Indeed, our hypothesis of tone–stress association is supported by a recent study showing that Cantonese–English bilingual children used shared common cues (i.e., F0) to distinguish Cantonese lexical tones and English lexical stress, and their performance on Cantonese tone perception and English stress perception was significantly correlated (r = .73) (Tong et al. 2015). Choi, Tong, and Cain (2016) obtained a similar finding that sensitivity to Cantonese tones predicted Cantonese–English bilingual children’s sensitivity to English lexical stress. Similarly, there is also compelling evidence for an association between English stress sensitivity and English word reading. For example, Whalley and Hansen (2006) found that 8- to 10-year-old English children’s sensitivity to stress patterns at the phrase level predicted concurrent English word reading. A more recent study confirmed this relationship in 6-year-old children (Holliman et al., 2014). It also seems that early stress sensitivity is related to later reading success; Holliman et al. (2010) found that 5- to 8-year-old children’s English stress sensitivity was uniquely related to English word reading one year later after taking segmental phonological awareness, age, and vocabulary into account (see also Goswami et al., 2013, with dyslexic children).

Together, both theoretical and empirical research lend the support to our first testable hypothesis that the transfer of Cantonese tone sensitivity to English word reading may be, at least in part, due to the transfer of prosodic sensitivity across languages. Specifically, Cantonese tone sensitivity might facilitate English stress sensitivity which, in turn, supports English word reading, as depicted in Model A in Fig. 1. This is the first model that we will test in this study.

The segmental transfer hypothesis also derives from both theoretical and empirical evidence. According to a recent model of speech perception (i.e., TTRACE; Tong, McBride, & Burnham, 2014), tonemes and phonemes are essential structural elements of phonological representation of a tonal syllable, and they represent integratedly. The lexical access of a tonal syllable involves the mutual activation of three phonological units (i.e., syllable onset, rime, and tones). This is intuitively sensible given that tone cannot stand alone without its segmental bearing (i.e., vowel). This also has been supported by a recent study showing the impacts of varying segmental information on Cantonese tone perception (Tong et al., 2014). Thus, it is very likely that Cantonese tone perception contributes to Cantonese segmental phonological awareness, and then contributes to English word reading through English segmental phonological awareness.

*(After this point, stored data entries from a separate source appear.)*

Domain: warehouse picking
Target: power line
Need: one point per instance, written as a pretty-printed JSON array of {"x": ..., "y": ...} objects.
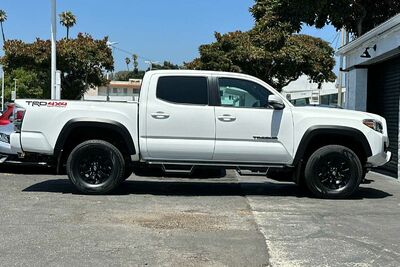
[{"x": 129, "y": 53}]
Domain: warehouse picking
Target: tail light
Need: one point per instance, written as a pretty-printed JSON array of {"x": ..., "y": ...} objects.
[{"x": 18, "y": 117}]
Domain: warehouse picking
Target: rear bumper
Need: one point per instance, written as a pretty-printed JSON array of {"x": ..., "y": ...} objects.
[
  {"x": 15, "y": 143},
  {"x": 5, "y": 148}
]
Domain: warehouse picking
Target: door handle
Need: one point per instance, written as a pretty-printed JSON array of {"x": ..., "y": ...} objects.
[
  {"x": 226, "y": 118},
  {"x": 160, "y": 115}
]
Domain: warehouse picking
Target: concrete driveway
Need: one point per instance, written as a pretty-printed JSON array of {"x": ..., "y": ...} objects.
[{"x": 231, "y": 221}]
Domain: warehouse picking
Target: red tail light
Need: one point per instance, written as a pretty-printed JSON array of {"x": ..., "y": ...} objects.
[{"x": 18, "y": 117}]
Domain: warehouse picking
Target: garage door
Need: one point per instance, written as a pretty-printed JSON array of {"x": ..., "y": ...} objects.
[{"x": 383, "y": 99}]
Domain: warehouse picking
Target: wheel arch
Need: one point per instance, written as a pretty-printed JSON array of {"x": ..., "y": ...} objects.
[
  {"x": 318, "y": 136},
  {"x": 117, "y": 130}
]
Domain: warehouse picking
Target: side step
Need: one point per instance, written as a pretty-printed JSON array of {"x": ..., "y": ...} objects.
[
  {"x": 252, "y": 171},
  {"x": 181, "y": 169}
]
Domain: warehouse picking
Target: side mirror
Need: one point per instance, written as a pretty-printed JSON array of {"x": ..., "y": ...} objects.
[{"x": 275, "y": 102}]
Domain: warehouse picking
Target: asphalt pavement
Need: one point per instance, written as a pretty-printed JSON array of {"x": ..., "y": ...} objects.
[{"x": 229, "y": 221}]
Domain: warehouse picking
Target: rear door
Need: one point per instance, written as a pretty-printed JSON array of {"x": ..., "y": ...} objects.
[
  {"x": 180, "y": 123},
  {"x": 247, "y": 129}
]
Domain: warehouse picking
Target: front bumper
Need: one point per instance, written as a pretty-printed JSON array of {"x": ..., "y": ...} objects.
[{"x": 379, "y": 159}]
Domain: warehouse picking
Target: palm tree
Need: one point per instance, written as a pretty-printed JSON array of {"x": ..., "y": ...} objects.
[
  {"x": 135, "y": 63},
  {"x": 68, "y": 20},
  {"x": 3, "y": 18},
  {"x": 127, "y": 61}
]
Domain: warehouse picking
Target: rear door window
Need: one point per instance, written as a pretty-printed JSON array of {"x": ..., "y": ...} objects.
[{"x": 183, "y": 90}]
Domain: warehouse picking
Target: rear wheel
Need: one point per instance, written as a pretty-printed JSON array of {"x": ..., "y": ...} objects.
[
  {"x": 333, "y": 172},
  {"x": 96, "y": 167}
]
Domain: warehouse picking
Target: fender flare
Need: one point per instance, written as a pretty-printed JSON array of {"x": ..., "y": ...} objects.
[
  {"x": 97, "y": 123},
  {"x": 331, "y": 130}
]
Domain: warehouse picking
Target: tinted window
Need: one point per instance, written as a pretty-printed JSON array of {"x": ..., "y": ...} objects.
[
  {"x": 242, "y": 94},
  {"x": 183, "y": 90}
]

Our hypothesis regarding the connection between suprasegmental and segmental phonological awareness has been reported in recent reviews and empirical studies. For English, several prominent reviews suggest that suprasegmental sensitivity serves as a basis for the development of segmental phonological awareness for both monolingual English speakers and English language learners (e.g., Kuhl, 2004; Wade-Woolley & Wood, 2006). For Chinese, recent studies suggest a similar relationship within Mandarin Chinese for Mandarin–English bilingual children. There is a moderate correlation between Mandarin lexical tone sensitivity and Mandarin segmental phonological awareness (e.g., Wang et al., 2005; Wang et al., 2009; see also Tong et al., 2015, with Cantonese children with reading difficulties).

On the other front, there is a concurrent association between Cantonese and English segmental phonological awareness and English word reading (e.g., Bialystok, McBride-Chang, & Luk, 2005; McBride-Chang, Bialystok, Chong, & Li, 2004). Cantonese segmental phonological awareness has been found to be related to both English segmental phonological awareness (Wang et al., 2005) and to English word reading (McBride-Chang & Kail, 2002; McBride-Chang et al., 2008) for Cantonese–English bilingual children. For example, McBride-Chang and colleagues (2004) showed that Cantonese segmental phonological awareness contributed to English segmental phonological awareness and that English segmental phonological awareness contributed to English word reading in Cantonese–English bilingual children.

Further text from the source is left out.